# Homework Help: Probability, Diagonals of a convex polygon

1. Oct 30, 2012

### Saitama

1. The problem statement, all variables and given/known data
In a convex polygon of 6 sides, 2 diagonals are selected at random. The probability that they intersect in the interior of the polygon is

2. Relevant equations

3. The attempt at a solution
There are 9 diagonals in a polygon of 6 sides. Therefore the total cases are 9C2. But how would i go about finding the favourable cases? I don't have a clue on how to proceed further. I basically can't understand how can i show that the diagonals intersect in the interior of the polygon.

Any help is appreciated!

Last edited: Oct 30, 2012
2. Oct 30, 2012

### ehild

ehild

3. Oct 30, 2012

### haruspex

Depends how you define a diagonal. There are 6 'degenerate' diagonals. But ok, let's not count those.
Try breaking it into three cases, according to how many endpoints the two diagonals share.
For the case where they share none, think of it as choosing the four points and then deciding how to pair them into diagonals.

4. Oct 30, 2012

### Saitama

Its a little difficult for me to understand your post completely because of the language barrier.

To select 4 points, i will use 6C4, but i am not sure how would i pair the points into diagonals.

5. Oct 30, 2012

### haruspex

Select 2 (how many ways?) for one pair of endpoints, leaving 2 for the other. In what fraction of cases would they cross?

6. Oct 30, 2012

### Sourabh N

For the first diagonal: Start from a vertex. What are the possible diagonals?
Case 1. Directly opposite (one of that kind)
Case 2. Not directly opposite (two of those kind).

For the second diagonal:
Case 1. 2 points on either side of the diagonal. How do you choose 2 points out of these to make second diagonal cross the first one?
Case 2. 1 point on one side, 3 on other side.

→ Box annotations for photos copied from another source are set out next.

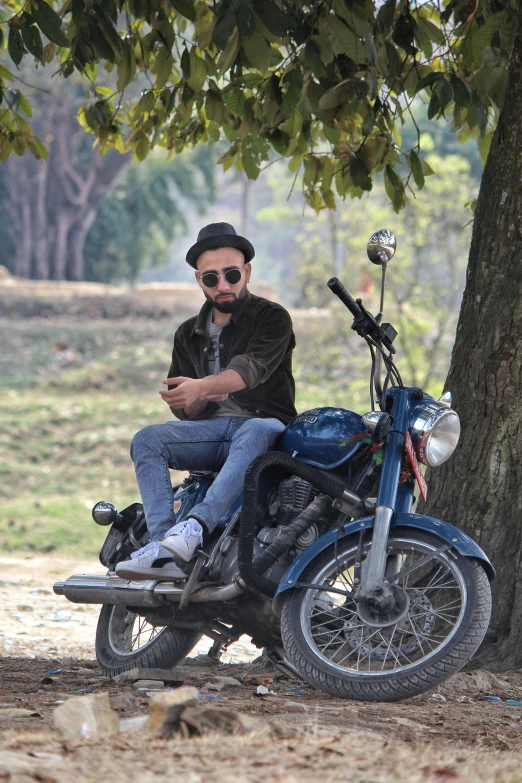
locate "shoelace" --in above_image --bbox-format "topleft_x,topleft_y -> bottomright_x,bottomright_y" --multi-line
131,541 -> 161,560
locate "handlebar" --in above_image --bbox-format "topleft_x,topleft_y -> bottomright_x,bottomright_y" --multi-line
327,277 -> 362,318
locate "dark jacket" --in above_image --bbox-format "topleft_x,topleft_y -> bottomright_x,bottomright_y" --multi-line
168,292 -> 296,424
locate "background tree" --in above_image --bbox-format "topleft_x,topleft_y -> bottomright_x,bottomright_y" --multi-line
0,82 -> 214,282
0,0 -> 518,211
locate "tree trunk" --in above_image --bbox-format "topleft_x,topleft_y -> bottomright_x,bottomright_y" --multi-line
67,210 -> 96,280
423,9 -> 522,668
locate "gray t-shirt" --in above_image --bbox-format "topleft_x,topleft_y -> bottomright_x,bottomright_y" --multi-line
207,310 -> 254,419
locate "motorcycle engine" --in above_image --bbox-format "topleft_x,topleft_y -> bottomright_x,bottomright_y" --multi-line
268,476 -> 321,550
210,476 -> 324,584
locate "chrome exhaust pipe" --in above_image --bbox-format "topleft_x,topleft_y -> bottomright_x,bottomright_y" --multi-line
154,582 -> 245,603
53,574 -> 244,608
53,574 -> 162,607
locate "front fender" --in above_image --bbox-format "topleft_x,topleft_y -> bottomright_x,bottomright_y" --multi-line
273,513 -> 495,615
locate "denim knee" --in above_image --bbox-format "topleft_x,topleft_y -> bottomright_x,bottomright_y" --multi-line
234,419 -> 285,450
130,424 -> 158,460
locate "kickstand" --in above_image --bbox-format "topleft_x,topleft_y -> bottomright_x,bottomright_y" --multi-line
179,552 -> 207,611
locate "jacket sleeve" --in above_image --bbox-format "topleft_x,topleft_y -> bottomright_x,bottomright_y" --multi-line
226,307 -> 295,389
167,329 -> 198,421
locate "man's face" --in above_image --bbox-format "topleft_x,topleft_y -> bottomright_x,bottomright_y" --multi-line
196,247 -> 252,313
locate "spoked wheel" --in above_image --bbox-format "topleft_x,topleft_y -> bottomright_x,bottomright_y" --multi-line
96,606 -> 201,677
282,530 -> 491,701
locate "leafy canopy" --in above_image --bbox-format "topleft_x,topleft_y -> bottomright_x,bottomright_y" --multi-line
0,0 -> 519,211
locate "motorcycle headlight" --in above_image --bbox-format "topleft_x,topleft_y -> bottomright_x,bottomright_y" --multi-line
411,402 -> 460,468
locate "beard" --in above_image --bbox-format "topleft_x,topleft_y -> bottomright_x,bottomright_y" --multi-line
203,286 -> 247,313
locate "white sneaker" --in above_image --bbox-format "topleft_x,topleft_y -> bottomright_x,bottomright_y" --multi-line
115,541 -> 187,581
161,518 -> 203,562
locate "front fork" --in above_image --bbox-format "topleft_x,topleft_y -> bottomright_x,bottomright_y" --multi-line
355,389 -> 411,612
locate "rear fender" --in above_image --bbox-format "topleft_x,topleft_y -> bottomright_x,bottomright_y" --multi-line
273,513 -> 495,615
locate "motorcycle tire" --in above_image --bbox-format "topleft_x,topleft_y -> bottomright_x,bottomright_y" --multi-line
96,605 -> 202,677
281,529 -> 491,701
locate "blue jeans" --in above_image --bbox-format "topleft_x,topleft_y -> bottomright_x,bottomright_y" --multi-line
131,417 -> 284,541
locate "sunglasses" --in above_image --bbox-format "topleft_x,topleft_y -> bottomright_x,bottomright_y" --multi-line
201,266 -> 245,288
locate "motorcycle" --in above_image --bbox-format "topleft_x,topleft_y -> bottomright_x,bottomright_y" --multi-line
54,230 -> 494,701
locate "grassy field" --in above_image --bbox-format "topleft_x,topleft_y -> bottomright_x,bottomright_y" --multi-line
0,314 -> 368,554
0,304 -> 438,554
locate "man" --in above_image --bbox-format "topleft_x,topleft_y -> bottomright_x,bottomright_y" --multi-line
116,223 -> 296,579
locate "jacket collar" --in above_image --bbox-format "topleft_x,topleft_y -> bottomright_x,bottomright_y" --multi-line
190,290 -> 252,337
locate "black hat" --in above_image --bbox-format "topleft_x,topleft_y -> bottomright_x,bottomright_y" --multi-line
187,223 -> 256,269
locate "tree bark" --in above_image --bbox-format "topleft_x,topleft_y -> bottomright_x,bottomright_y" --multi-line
423,7 -> 522,668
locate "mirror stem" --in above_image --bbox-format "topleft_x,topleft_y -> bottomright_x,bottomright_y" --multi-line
379,261 -> 388,316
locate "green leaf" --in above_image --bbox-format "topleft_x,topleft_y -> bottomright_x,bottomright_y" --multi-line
205,90 -> 225,125
212,9 -> 236,49
321,156 -> 334,192
319,79 -> 354,111
187,46 -> 207,92
169,0 -> 196,22
235,0 -> 256,35
350,155 -> 372,190
415,15 -> 446,46
413,71 -> 444,95
20,93 -> 33,117
241,142 -> 259,179
7,24 -> 25,65
384,163 -> 406,212
72,0 -> 85,24
303,40 -> 326,79
86,14 -> 115,63
31,0 -> 70,48
323,125 -> 341,144
444,73 -> 471,109
283,66 -> 303,110
410,150 -> 424,190
361,113 -> 375,136
134,133 -> 150,161
152,46 -> 174,89
223,90 -> 245,117
117,40 -> 136,92
328,15 -> 360,63
132,90 -> 155,122
434,79 -> 453,112
428,90 -> 439,120
217,27 -> 239,76
334,0 -> 372,38
282,109 -> 303,139
254,0 -> 292,38
96,5 -> 121,61
420,158 -> 435,177
241,32 -> 270,73
470,16 -> 498,59
5,90 -> 20,112
375,0 -> 396,35
21,16 -> 43,62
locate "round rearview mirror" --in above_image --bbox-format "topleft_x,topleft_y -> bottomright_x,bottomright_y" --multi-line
366,228 -> 397,266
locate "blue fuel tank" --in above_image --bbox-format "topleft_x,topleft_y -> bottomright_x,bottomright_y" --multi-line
278,408 -> 367,470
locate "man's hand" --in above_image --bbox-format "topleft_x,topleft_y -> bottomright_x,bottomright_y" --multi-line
159,375 -> 208,408
159,370 -> 246,418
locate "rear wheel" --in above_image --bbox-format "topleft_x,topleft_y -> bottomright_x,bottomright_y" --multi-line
281,530 -> 491,701
96,605 -> 201,677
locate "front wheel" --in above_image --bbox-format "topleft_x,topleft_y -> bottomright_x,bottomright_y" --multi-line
281,530 -> 491,701
96,605 -> 201,677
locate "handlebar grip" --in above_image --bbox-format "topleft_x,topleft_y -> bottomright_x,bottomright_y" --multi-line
327,277 -> 361,318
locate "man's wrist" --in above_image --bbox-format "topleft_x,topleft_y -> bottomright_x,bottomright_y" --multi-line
199,375 -> 214,399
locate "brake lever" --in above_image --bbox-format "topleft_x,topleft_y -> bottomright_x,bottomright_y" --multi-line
352,299 -> 397,353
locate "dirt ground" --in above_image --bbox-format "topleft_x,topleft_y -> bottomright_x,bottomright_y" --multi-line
0,556 -> 522,783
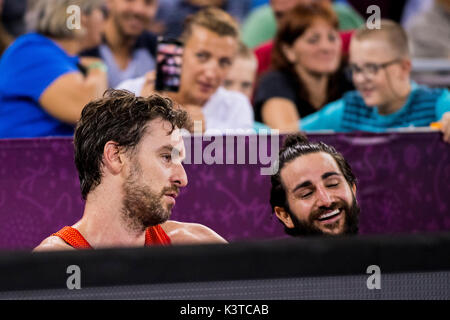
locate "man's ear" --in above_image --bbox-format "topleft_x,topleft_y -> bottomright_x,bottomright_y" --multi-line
103,141 -> 124,174
281,44 -> 296,64
401,59 -> 412,79
274,207 -> 294,229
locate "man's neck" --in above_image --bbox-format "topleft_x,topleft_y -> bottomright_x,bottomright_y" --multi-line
51,38 -> 83,56
73,186 -> 145,249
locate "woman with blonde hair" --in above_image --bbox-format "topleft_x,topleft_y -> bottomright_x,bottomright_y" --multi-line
0,0 -> 107,138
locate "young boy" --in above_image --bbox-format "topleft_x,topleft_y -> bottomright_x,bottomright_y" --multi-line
300,20 -> 450,142
223,43 -> 258,101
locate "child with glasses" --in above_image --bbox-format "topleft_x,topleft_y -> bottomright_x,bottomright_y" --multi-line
300,20 -> 450,142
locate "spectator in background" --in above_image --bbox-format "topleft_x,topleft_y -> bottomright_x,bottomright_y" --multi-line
0,0 -> 107,138
300,20 -> 450,142
270,134 -> 360,236
152,0 -> 251,38
0,0 -> 26,38
254,3 -> 352,132
81,0 -> 158,87
406,0 -> 450,59
223,42 -> 258,101
0,0 -> 13,57
242,0 -> 364,48
118,7 -> 253,131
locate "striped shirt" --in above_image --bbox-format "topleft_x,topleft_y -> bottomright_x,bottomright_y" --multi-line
299,83 -> 450,132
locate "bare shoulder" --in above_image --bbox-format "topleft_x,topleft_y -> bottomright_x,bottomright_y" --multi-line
33,236 -> 75,252
161,220 -> 227,244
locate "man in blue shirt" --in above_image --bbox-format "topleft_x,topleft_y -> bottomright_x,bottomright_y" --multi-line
300,20 -> 450,142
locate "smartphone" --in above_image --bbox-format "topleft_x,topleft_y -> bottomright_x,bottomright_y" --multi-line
155,37 -> 183,92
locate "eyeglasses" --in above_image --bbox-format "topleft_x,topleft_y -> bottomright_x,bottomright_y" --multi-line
346,58 -> 400,79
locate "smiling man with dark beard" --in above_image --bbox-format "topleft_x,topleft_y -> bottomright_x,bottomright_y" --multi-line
270,134 -> 360,236
35,89 -> 226,251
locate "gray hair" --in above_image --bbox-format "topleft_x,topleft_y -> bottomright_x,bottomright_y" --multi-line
25,0 -> 104,39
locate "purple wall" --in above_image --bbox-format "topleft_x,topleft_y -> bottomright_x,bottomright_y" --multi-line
0,133 -> 450,249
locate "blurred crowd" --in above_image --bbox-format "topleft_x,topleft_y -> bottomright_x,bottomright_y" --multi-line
0,0 -> 450,142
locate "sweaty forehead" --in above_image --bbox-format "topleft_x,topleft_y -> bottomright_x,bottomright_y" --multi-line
140,118 -> 183,149
350,36 -> 397,63
185,25 -> 237,52
280,152 -> 342,190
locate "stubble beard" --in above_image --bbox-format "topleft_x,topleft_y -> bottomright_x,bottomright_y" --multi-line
121,163 -> 173,233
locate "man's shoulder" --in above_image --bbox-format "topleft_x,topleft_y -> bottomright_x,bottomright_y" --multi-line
161,220 -> 227,244
33,236 -> 74,252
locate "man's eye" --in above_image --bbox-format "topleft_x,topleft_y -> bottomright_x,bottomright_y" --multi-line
219,59 -> 231,68
196,52 -> 208,61
306,36 -> 319,44
223,80 -> 233,87
365,64 -> 378,74
300,191 -> 312,199
327,182 -> 339,188
241,82 -> 252,89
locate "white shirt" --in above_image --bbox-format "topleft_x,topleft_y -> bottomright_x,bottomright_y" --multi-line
117,77 -> 254,133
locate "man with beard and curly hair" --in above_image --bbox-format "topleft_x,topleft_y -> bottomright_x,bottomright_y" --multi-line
270,133 -> 360,236
35,89 -> 226,251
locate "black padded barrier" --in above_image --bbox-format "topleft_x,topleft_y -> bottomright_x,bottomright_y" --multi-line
0,233 -> 450,300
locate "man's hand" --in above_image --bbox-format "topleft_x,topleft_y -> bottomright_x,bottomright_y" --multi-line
440,111 -> 450,143
141,70 -> 156,97
182,104 -> 206,133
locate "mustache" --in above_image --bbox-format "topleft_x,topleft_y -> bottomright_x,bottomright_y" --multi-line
161,185 -> 180,197
309,201 -> 348,222
122,12 -> 150,23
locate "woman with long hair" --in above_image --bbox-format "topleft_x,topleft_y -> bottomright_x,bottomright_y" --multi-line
254,2 -> 353,132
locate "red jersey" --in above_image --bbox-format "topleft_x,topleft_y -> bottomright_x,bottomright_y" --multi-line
52,224 -> 170,249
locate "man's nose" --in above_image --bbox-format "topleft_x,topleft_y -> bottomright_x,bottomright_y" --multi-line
131,0 -> 147,15
203,59 -> 219,80
172,163 -> 188,188
316,187 -> 333,207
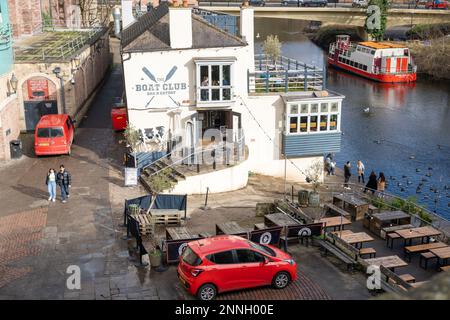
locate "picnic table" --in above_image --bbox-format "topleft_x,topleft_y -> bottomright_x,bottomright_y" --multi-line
364,256 -> 408,272
318,217 -> 352,231
367,210 -> 411,236
264,212 -> 301,227
166,227 -> 198,240
395,226 -> 441,246
216,221 -> 248,235
430,247 -> 450,270
333,194 -> 369,221
336,232 -> 373,249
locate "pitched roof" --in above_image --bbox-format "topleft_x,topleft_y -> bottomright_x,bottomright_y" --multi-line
121,3 -> 247,52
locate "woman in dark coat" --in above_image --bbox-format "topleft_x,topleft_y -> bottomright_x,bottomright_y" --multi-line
364,170 -> 377,194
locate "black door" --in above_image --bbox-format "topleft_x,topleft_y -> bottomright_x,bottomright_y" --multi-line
24,100 -> 58,131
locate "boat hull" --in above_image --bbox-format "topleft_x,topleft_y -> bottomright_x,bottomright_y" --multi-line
328,58 -> 417,83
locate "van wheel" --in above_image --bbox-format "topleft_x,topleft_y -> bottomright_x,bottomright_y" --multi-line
272,271 -> 291,289
197,283 -> 217,301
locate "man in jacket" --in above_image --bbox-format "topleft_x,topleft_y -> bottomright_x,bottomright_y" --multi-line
344,161 -> 352,189
56,165 -> 72,203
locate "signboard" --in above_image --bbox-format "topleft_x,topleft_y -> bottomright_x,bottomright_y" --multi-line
125,167 -> 138,187
165,238 -> 201,263
27,79 -> 50,101
250,227 -> 283,245
124,56 -> 189,110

How do you choose 2 points out of these to make second diagonal cross the first one?

7. Oct 30, 2012

### haruspex

Yes.
You have only 2 points left, and it seems to me that in this case the diagonals must cross.
Again, you have only 2 points left, but in this case they cannot cross, right?
So, given the four points, what is the probability that the diagonals cross?